Soft tissue defects around the ankle are common and must be covered with thin and pliable flaps. A regional flap, particularly from the dorsum of the foot was considered ideal. A neurocutaneous flap, ...based on the superficial peroneal nerve (SPN) and its branches was designed as a proximally based flap via cadaveric dissection. This study aimed to demonstrate the vascularity and characteristics of the superficial peroneal neurocutaneous (SPNC) flap. The SPNC flap was created in 11 lower limbs (seven cadavers) using a proximally based design.
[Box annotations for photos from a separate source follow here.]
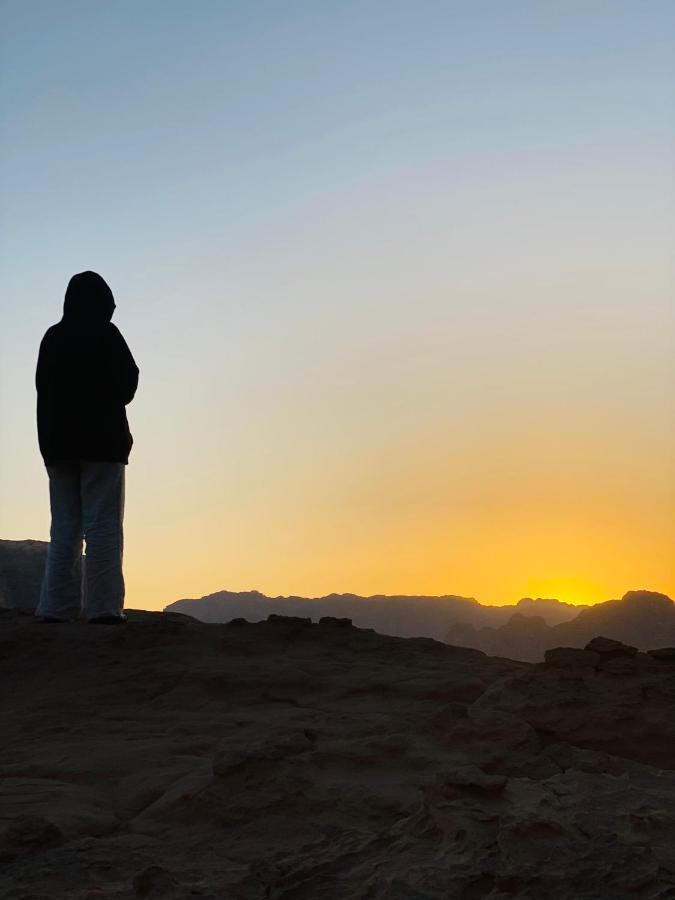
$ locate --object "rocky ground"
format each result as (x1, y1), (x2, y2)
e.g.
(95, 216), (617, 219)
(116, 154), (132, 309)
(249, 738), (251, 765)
(0, 612), (675, 900)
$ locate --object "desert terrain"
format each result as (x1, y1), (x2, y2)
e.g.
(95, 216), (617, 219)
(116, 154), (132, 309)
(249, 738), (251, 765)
(0, 610), (675, 900)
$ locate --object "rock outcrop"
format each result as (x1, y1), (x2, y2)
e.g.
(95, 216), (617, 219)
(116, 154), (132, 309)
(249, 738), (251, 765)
(165, 591), (585, 643)
(0, 612), (675, 900)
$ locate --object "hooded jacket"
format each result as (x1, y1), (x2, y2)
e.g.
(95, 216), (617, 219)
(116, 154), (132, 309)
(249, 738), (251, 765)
(35, 272), (138, 465)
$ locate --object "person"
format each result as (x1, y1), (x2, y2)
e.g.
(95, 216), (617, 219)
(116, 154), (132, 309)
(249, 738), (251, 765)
(35, 272), (138, 624)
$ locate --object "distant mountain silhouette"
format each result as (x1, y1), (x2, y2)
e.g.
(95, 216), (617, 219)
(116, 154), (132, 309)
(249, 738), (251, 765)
(165, 591), (580, 640)
(444, 590), (675, 662)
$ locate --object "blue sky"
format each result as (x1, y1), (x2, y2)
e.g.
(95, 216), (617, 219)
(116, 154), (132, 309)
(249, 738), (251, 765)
(0, 2), (675, 603)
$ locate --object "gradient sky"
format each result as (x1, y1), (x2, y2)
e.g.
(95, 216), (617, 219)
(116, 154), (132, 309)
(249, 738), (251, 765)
(0, 0), (675, 608)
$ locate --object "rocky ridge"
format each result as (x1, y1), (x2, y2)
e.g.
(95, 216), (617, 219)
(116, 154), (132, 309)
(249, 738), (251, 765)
(0, 612), (675, 900)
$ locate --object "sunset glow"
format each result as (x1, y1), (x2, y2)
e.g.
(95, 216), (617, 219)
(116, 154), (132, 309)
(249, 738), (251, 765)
(0, 2), (675, 609)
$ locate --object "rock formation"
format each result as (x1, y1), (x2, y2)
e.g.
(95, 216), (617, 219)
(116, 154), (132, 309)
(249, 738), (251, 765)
(0, 612), (675, 900)
(444, 591), (675, 662)
(166, 591), (585, 640)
The skin flap was dissected at the dorsum of the foot, followed by injection of diluted methylene blue through the anterior tibial artery, to visualize the vascularity. The flap pedicle above the anterior ankle joint line was dissected along the SPN for anatomical study of perforating branches, paraneural vessels, and flap territory. The mean distances of the most proximal perforating branches were 1.51 ± 1.48 cm from the anterior ankle joint line, and 5.12 ± 1.78 cm from the lateral malleolus. The mean distances of the most distal perforating branches were 2.75 ± 1.54 cm from the anterior ankle joint line, and 5.90 ± 1.81 cm from the lateral malleolus. The mean number of perforating branches was 3.73 ± 1.49. The mean flap territories were 5.51 ± 0.59 cm in length, and 7.15 ± 0.64 cm in width. The SPNC flap is an alternative method for soft tissue reconstruction around the ankle with a proximally based flap design. The antegrade flow has been shown to offer effective vascularity in flaps prepared via cadaveric dissection.